The petroleum complex continues to search for a price floor with relatively quiet price action this week suggesting some traders are going to wait and see what OPEC and Friends can decide on at their meeting Thursday. 

Values for space on Colonial’s main gasoline line continue to drop this week, with trades below 10 cents/gallon after reaching a high north of 18-cents earlier in the month. Softer gasoline prices in New York seems to be driving the slide as the 2 regional refiners who had been down for extended maintenance both return to service. Diesel linespace values continue to hold north of 17-cents/gallon as East Coast stocks are holding at the low end of their seasonal range while Gulf Coast inventories are holding at average levels.
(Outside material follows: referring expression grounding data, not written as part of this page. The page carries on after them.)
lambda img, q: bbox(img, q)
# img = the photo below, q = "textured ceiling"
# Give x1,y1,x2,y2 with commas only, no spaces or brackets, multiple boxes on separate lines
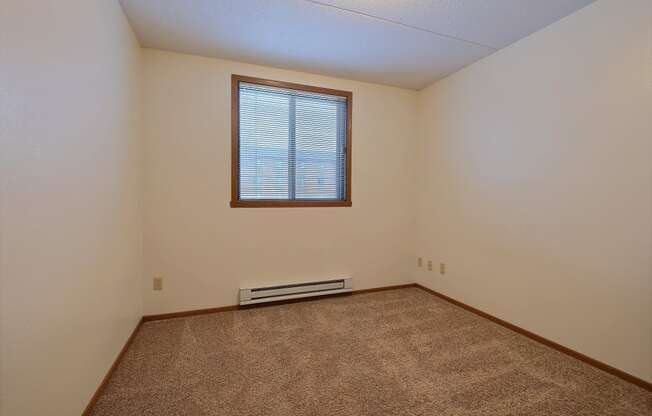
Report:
119,0,595,89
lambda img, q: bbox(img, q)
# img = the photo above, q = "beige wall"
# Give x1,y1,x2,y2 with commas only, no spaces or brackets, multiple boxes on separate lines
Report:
142,49,418,315
2,1,650,413
0,1,143,414
415,0,652,382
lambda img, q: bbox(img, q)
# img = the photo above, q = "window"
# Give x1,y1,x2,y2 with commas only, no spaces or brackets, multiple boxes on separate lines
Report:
231,75,352,207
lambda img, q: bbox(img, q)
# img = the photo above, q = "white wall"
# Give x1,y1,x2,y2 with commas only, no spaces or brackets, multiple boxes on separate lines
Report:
142,49,418,315
416,0,652,382
0,1,143,414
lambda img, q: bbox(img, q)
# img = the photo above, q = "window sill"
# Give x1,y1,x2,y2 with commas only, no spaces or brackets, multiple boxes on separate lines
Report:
230,200,352,208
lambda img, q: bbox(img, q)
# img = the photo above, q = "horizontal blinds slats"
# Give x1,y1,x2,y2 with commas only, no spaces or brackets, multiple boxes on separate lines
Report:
238,82,347,201
240,83,347,103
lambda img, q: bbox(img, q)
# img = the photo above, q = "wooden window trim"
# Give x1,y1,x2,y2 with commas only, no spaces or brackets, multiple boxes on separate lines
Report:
230,74,352,208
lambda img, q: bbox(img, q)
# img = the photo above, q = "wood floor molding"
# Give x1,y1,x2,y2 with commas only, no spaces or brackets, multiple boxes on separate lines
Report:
414,283,652,392
142,304,240,322
351,283,417,295
142,283,418,322
82,317,144,416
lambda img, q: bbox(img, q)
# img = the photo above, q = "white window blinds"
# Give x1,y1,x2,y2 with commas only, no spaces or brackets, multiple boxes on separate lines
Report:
238,82,348,201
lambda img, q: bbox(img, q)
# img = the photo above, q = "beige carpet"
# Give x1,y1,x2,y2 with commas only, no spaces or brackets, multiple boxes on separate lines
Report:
91,288,651,415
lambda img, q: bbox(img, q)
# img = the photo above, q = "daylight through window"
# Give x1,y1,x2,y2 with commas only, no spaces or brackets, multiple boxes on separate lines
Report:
231,75,352,207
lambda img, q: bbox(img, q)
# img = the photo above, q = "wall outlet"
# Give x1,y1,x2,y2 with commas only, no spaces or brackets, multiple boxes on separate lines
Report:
417,257,423,267
440,263,446,275
427,260,433,271
153,277,163,290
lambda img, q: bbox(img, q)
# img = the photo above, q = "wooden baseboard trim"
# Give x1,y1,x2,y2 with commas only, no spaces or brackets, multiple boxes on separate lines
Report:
352,283,417,295
142,304,240,322
82,317,144,416
414,283,652,392
142,283,418,322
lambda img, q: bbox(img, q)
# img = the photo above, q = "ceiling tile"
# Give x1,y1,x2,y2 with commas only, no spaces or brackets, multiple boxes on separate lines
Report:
121,0,493,89
314,0,596,49
120,0,595,89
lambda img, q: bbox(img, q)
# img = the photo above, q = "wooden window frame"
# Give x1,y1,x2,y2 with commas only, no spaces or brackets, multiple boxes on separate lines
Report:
230,74,352,208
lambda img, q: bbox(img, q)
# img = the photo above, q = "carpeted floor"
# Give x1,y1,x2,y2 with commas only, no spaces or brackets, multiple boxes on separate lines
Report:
91,287,651,415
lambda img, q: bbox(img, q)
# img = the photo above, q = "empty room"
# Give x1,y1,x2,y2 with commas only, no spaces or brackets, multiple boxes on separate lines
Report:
1,0,651,415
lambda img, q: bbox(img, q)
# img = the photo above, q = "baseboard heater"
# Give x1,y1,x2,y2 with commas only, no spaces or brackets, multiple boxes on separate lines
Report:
239,277,352,305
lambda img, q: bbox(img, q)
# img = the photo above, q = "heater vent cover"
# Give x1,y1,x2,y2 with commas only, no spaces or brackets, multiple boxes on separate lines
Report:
239,278,352,305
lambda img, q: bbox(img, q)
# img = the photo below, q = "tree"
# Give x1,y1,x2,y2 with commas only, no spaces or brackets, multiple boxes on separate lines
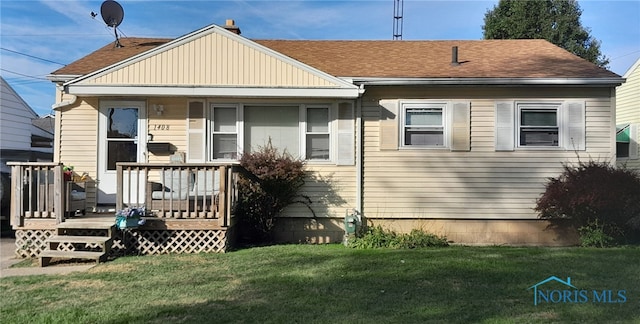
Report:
483,0,609,68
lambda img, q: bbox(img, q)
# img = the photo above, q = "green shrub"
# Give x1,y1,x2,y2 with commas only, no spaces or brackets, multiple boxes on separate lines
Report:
348,225,448,249
578,219,615,248
236,141,310,244
535,161,640,245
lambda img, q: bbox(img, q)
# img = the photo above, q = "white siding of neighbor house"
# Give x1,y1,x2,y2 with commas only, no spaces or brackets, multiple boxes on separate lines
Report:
361,86,615,220
86,32,338,88
1,77,38,151
616,59,640,169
Reversal coming?  Yesterday we saw basis values for San Francisco spot diesel plummet to the lowest levels of the year, but then overnight the Chevron refinery in Richmond was forced to shut several units due to a power outage which could cause those differentials to quickly find a bid if the supplier is forced to become a buyer to replace that output.

Money managers continued to reduce the net length held in crude oil contracts, with both Brent and WTI seeing long liquidation and new short positions added last week. Perhaps most notable from the weekly COT report data is that funds are continuing their counter-seasonal bets on higher gasoline prices. The net length held by large speculators for RBOB is now at its highest level since Labor Day, at a time of year when prices tend to drop due to seasonal demand weakness.